Hi statistics experts,

I run a usual regression model (1 dependent, different independent variables) for each industry-year and save the residuals and the predicted values in new variables. However, depending on the code I use (in Stata), I get different results that both seem reasonable to me.

For the first code: When I substitute the original dependent variable with the newly generated predicted values in the regression model, adj. R² is 1 and all controls are highly significant. (I think this is reasonable since the predicted value is the value that is fully explained by the independent variables). When I include the residuals as dependent variables, I get an adj R² of approx. 0.4 and both significant and insignifcant coefficients.

For the second code: When I substitute the original dependent variable with the newly generated residual values in the regression model, adj. R² is 0 and all ind. variables are insignificant (t-values are all 0). I think this makes sense as well since the residuals are the values that are not explained by the ind. variables. However, this variable is not statistically correlated to almost every other variable as well.
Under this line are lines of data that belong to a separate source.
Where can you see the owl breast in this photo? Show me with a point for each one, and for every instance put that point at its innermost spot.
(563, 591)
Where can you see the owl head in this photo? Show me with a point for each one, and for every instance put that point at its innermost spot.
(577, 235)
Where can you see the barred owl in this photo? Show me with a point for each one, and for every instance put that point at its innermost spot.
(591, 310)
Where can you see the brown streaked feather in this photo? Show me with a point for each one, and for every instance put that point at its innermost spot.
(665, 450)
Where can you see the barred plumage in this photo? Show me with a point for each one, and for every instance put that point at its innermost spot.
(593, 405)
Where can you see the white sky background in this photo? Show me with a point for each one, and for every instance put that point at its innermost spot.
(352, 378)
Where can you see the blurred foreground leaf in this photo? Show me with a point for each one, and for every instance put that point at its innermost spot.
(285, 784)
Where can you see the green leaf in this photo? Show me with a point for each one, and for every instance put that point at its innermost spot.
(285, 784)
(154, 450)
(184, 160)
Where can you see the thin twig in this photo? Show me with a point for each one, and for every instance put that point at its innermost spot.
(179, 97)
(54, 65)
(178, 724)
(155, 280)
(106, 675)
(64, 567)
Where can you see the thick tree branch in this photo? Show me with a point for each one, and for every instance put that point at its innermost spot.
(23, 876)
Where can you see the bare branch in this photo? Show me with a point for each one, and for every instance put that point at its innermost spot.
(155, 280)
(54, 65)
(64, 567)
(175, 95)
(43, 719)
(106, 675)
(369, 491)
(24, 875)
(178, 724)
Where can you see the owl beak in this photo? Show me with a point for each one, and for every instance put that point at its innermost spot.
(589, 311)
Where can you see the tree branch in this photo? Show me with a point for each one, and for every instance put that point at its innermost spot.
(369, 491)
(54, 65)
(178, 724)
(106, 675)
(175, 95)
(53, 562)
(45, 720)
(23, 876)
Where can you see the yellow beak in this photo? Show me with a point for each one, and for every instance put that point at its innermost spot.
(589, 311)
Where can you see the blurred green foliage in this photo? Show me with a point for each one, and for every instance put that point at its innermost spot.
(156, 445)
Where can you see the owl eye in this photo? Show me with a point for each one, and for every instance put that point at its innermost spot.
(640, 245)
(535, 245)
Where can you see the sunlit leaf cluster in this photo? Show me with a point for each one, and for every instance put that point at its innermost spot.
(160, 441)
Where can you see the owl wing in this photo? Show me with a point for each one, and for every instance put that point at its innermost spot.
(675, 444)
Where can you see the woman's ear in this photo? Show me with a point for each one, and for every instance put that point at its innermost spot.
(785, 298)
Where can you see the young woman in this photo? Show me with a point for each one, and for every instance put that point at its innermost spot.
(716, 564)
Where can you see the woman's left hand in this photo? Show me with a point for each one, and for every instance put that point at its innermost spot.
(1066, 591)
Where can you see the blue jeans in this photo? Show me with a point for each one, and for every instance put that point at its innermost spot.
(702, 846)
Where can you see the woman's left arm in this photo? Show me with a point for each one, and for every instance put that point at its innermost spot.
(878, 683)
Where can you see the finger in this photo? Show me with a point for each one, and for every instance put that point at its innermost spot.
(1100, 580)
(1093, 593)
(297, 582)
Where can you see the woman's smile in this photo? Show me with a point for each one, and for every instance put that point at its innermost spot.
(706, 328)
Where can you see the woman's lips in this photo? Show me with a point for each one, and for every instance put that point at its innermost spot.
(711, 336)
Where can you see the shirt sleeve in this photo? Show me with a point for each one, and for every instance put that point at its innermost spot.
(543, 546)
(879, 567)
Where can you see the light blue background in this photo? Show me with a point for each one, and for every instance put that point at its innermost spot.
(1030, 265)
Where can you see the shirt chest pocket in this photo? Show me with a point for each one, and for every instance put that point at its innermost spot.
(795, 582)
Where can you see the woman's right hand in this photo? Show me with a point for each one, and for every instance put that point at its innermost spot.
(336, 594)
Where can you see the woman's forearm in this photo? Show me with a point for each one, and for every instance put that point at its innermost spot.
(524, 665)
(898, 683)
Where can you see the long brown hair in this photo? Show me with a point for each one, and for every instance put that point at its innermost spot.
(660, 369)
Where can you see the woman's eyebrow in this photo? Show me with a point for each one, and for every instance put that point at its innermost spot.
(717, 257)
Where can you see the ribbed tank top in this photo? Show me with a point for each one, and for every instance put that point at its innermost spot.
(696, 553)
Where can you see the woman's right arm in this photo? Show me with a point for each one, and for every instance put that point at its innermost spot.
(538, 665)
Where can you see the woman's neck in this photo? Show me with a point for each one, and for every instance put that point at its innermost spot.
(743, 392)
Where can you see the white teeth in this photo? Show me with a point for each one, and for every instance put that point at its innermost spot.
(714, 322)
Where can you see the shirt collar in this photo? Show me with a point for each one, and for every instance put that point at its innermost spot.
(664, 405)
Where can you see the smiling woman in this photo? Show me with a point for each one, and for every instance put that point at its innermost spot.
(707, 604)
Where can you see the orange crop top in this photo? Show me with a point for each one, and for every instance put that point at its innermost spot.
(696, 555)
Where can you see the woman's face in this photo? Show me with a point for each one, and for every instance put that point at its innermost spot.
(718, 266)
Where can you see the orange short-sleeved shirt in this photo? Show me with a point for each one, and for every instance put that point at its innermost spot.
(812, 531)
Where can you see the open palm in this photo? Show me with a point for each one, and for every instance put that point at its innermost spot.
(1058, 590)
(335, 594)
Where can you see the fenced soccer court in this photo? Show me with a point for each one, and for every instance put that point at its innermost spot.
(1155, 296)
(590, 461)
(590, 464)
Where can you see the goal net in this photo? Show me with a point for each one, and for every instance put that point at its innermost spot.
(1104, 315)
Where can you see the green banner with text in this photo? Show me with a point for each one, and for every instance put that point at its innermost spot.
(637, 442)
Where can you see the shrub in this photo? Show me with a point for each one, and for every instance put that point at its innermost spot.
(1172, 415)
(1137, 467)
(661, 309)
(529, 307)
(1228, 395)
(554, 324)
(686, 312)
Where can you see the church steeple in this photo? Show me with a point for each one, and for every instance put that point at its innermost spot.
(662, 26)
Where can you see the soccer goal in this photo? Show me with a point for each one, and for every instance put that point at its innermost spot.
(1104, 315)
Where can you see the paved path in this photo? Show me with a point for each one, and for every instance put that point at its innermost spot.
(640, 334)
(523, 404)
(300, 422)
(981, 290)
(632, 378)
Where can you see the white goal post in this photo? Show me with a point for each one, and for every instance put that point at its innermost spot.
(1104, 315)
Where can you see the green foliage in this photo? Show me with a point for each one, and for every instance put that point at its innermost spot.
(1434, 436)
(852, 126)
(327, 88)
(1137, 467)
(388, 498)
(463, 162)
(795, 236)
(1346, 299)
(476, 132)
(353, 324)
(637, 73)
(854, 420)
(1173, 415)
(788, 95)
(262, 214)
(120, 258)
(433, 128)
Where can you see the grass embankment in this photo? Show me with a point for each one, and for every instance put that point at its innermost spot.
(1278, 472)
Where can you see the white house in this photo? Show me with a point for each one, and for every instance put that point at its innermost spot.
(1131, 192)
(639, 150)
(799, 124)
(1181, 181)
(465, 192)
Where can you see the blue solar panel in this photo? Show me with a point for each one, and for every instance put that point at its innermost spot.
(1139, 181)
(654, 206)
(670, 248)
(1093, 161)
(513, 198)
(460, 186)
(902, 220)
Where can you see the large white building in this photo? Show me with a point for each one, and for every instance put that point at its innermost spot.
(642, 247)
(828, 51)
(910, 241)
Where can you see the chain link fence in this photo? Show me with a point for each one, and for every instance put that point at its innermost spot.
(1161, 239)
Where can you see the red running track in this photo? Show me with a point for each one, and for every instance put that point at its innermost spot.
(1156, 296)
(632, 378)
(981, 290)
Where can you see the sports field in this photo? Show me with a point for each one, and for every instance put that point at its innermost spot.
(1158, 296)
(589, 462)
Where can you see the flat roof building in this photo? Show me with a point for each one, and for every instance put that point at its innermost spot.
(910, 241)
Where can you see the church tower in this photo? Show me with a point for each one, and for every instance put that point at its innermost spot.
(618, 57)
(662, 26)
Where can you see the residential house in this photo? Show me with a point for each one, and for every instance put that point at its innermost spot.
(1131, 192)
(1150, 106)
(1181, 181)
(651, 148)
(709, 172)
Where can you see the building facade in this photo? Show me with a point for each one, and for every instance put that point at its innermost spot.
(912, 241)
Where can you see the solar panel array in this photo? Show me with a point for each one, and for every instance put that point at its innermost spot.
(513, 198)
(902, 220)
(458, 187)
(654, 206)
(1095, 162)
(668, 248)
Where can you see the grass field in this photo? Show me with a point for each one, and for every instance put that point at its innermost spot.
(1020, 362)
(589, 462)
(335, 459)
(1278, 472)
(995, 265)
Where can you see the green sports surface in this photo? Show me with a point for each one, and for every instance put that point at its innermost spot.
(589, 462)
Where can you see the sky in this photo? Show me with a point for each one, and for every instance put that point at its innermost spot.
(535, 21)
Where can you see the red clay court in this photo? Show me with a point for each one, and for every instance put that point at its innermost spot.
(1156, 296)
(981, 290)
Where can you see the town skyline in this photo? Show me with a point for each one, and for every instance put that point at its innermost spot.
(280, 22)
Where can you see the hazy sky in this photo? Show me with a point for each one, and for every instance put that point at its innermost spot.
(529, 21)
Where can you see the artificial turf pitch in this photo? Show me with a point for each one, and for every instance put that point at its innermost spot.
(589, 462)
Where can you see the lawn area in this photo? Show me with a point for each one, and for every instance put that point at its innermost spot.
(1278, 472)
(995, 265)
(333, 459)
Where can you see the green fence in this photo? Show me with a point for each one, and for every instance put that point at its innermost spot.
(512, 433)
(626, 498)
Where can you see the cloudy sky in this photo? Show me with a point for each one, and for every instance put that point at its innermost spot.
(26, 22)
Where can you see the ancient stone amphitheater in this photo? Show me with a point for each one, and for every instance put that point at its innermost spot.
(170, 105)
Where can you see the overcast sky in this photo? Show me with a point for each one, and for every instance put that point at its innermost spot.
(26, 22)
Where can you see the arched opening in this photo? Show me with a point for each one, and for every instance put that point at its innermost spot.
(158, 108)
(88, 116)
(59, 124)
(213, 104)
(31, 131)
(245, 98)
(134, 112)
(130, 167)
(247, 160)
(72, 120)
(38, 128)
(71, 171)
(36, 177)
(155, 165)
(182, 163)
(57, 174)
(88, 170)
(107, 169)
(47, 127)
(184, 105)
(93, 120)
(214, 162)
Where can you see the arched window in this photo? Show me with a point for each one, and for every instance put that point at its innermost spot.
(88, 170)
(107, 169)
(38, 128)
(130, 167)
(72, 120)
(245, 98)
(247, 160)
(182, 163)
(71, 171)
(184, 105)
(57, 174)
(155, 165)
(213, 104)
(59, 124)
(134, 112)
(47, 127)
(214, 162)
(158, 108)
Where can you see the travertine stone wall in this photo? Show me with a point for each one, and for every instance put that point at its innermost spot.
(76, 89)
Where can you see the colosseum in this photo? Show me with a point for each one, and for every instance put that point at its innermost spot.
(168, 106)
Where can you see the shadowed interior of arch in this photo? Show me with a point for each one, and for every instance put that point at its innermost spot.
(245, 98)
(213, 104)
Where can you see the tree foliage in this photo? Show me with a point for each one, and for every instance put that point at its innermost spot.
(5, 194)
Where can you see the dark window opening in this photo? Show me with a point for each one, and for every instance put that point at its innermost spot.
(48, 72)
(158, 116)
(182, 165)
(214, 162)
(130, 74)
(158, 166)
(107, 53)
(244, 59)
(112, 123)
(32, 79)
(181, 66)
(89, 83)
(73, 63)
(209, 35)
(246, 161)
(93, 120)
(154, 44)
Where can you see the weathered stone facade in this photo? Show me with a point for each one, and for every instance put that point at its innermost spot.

As said, to me both results are reasonable but depending on the code the generated variables are very different. Hence, only one procedure can be correct. Can someone of you maybe tell me which result does make more sense in this case?

Your process isn't clear to me at all. What are you doing differently in the two trials?

Hi Dason,

thanks for your response. To make my actual question clearer: I only want to know the expected output, when I first run a regression model to estimate the residuals and then integrate this resulting residual variable as dependent variable in the original regression model.

Does it make sense when adj R² and all t-values are 0 in this case?